FREMONT, CA: Manulife Investment Management has released new standards for managing high-quality carbon credits in the forest and agriculture sectors. Its timberland purchase screening for existing carbon projects and prospective carbon project development prospects currently incorporates the new criteria. They speak to the company's goal of producing high-quality, high-integrity carbon credits for investors and the environment.
Manulife Investment Management's internal working group did a landscape study of the leading carbon standards developed by several independent organizations over the previous year. The working group then generated a set of carbon principles aligned with the draught Core Carbon Principles developed by the Integrity Council for the Voluntary Carbon Market. This newly formed governing body evolved from the Taskforce on Scaling Voluntary Carbon Markets. Critical elements of additionality, permanence, leakage, and reliable monitoring, reporting, and verification are included in the firm's new carbon rules, but they are not limited to them. Only projects that closely follow the new rules will be recommended by the internal carbon standards working group.
Carbon credits must help cut carbon emissions and support global climate change activities. The baselines must be specified as the emissions levels that occur in a typical company environment. For verification, issuance, and credit trading, it must be monitored, reported, and confirmed using recognized and certified intermediaries, platforms, and protocols administered by public or private organizations.

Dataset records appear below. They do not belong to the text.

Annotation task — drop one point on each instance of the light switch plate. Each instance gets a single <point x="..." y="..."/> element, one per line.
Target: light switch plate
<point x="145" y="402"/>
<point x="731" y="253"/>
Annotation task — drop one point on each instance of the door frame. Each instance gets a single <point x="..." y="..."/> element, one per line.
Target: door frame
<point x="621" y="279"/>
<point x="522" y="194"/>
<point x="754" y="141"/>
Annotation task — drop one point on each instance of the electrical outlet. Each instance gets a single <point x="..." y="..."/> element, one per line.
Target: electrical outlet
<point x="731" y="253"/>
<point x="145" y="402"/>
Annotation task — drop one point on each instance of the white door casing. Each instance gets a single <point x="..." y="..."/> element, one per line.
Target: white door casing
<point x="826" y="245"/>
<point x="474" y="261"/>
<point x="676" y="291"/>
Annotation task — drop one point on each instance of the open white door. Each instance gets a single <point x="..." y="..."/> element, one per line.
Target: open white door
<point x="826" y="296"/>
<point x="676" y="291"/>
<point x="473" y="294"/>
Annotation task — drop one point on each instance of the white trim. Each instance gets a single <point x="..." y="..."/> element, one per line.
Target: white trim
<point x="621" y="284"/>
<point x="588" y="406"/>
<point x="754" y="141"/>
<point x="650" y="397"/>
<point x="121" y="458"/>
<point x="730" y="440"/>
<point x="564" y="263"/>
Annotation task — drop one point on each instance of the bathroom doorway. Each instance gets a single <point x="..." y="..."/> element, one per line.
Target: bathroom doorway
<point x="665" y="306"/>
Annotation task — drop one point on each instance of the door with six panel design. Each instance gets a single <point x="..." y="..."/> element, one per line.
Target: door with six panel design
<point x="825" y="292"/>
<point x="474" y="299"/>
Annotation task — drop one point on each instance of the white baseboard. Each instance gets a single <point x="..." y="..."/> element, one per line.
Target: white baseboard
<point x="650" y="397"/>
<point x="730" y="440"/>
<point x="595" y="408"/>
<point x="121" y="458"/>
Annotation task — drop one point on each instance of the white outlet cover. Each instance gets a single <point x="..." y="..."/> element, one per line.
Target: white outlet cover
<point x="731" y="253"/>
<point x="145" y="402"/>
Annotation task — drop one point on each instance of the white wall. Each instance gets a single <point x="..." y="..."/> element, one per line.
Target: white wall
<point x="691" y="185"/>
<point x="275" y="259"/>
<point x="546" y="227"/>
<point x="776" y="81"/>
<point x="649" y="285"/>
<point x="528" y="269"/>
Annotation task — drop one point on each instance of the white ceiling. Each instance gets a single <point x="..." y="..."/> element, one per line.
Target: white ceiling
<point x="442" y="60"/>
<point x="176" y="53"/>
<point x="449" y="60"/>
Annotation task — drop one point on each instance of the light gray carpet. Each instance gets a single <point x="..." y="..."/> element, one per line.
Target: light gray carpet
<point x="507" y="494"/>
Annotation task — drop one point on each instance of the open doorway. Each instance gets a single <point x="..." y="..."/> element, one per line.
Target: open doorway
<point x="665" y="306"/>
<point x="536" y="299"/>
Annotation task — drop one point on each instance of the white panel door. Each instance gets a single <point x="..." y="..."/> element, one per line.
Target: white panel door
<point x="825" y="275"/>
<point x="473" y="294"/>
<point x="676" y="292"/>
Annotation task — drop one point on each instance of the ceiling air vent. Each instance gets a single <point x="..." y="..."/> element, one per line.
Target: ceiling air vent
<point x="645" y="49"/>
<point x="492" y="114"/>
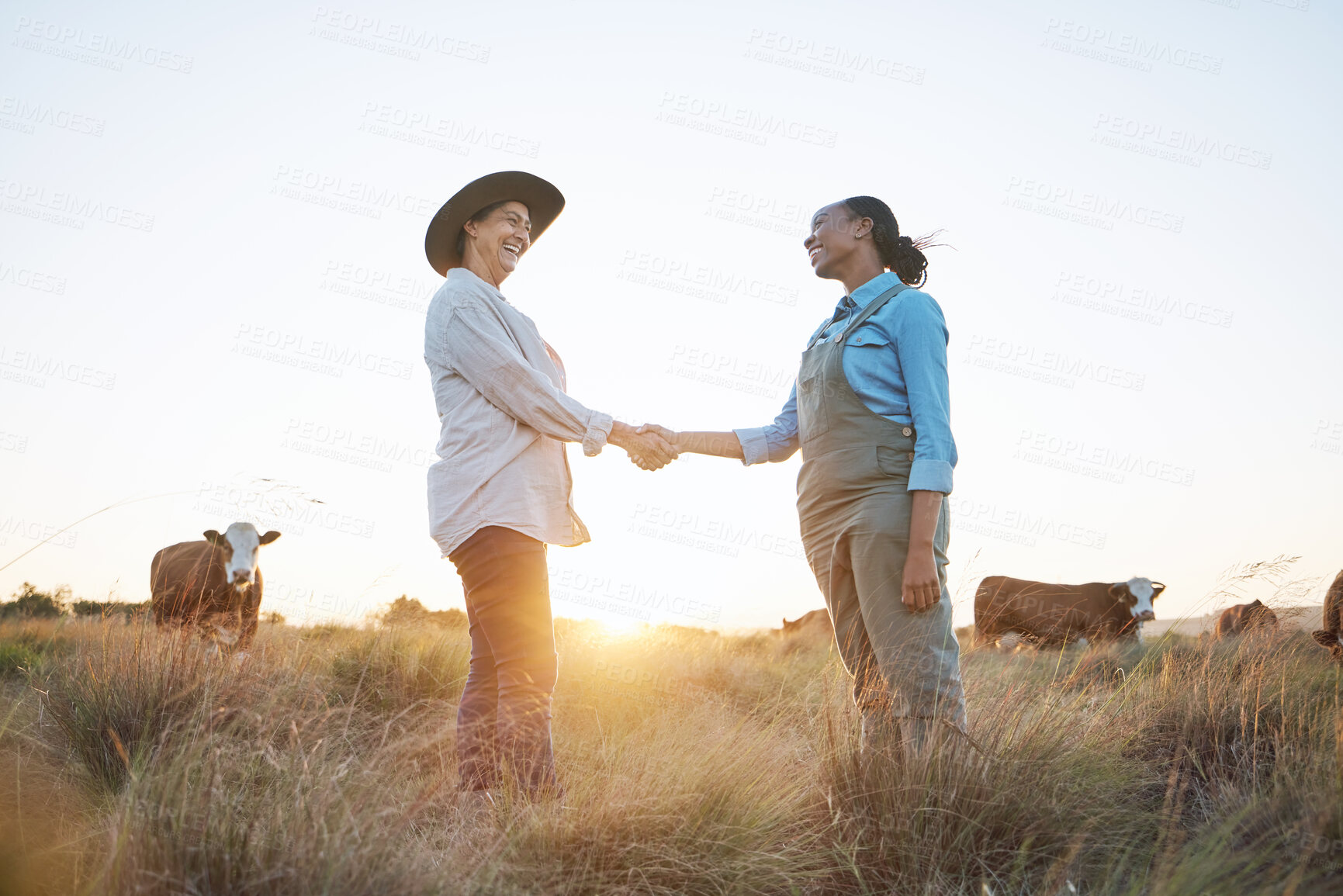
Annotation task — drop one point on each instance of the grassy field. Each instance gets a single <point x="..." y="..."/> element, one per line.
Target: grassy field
<point x="694" y="763"/>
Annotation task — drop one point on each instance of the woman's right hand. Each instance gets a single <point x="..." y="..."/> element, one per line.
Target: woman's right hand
<point x="648" y="446"/>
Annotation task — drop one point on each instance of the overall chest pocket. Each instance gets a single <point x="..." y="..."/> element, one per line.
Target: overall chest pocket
<point x="813" y="414"/>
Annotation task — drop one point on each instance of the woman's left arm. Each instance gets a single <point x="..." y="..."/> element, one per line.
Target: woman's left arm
<point x="920" y="339"/>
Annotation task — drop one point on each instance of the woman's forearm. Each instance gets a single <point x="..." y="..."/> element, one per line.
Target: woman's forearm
<point x="923" y="519"/>
<point x="712" y="444"/>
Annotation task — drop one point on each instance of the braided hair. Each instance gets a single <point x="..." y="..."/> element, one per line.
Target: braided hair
<point x="902" y="254"/>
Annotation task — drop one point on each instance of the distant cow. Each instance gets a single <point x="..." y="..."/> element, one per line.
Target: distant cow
<point x="1244" y="618"/>
<point x="1053" y="614"/>
<point x="1331" y="635"/>
<point x="213" y="583"/>
<point x="817" y="622"/>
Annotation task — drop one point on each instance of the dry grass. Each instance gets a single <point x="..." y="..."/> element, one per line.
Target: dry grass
<point x="694" y="763"/>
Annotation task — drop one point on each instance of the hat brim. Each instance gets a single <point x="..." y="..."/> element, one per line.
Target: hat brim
<point x="544" y="203"/>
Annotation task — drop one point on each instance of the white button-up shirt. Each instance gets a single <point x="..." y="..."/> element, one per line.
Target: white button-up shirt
<point x="504" y="420"/>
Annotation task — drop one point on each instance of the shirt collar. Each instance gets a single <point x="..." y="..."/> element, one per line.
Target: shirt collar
<point x="869" y="290"/>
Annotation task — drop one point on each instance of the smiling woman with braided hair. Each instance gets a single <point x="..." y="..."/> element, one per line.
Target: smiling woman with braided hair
<point x="872" y="415"/>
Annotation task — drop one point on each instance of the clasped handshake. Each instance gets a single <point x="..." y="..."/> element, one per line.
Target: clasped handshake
<point x="650" y="446"/>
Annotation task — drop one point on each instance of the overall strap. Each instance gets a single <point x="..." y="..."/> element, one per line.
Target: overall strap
<point x="874" y="306"/>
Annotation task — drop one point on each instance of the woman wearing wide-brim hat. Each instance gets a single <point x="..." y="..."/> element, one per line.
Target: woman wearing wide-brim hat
<point x="500" y="490"/>
<point x="872" y="414"/>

It must also minimize and account for any leakage—calculate and minimize emissions that may transfer to nearby or adjacent locations that aren't participating, and focus on additional social and ecological benefits like improving biodiversity and minimizing negative externalities that may result from carbon project activities.
Across the United States, Canada, New Zealand, Australia, Brazil, and Chile, Manulife Investment Management administers over 6 million acres of timberland. It also manages almost 400,000 acres of prime farmland in the United States' major agricultural regions, as well as in Canada, Chile, and Australia. With a total AUM of USD 59.2 billion, the firm's private markets activities include private equity and credit, infrastructure, real estate, forests, and agriculture.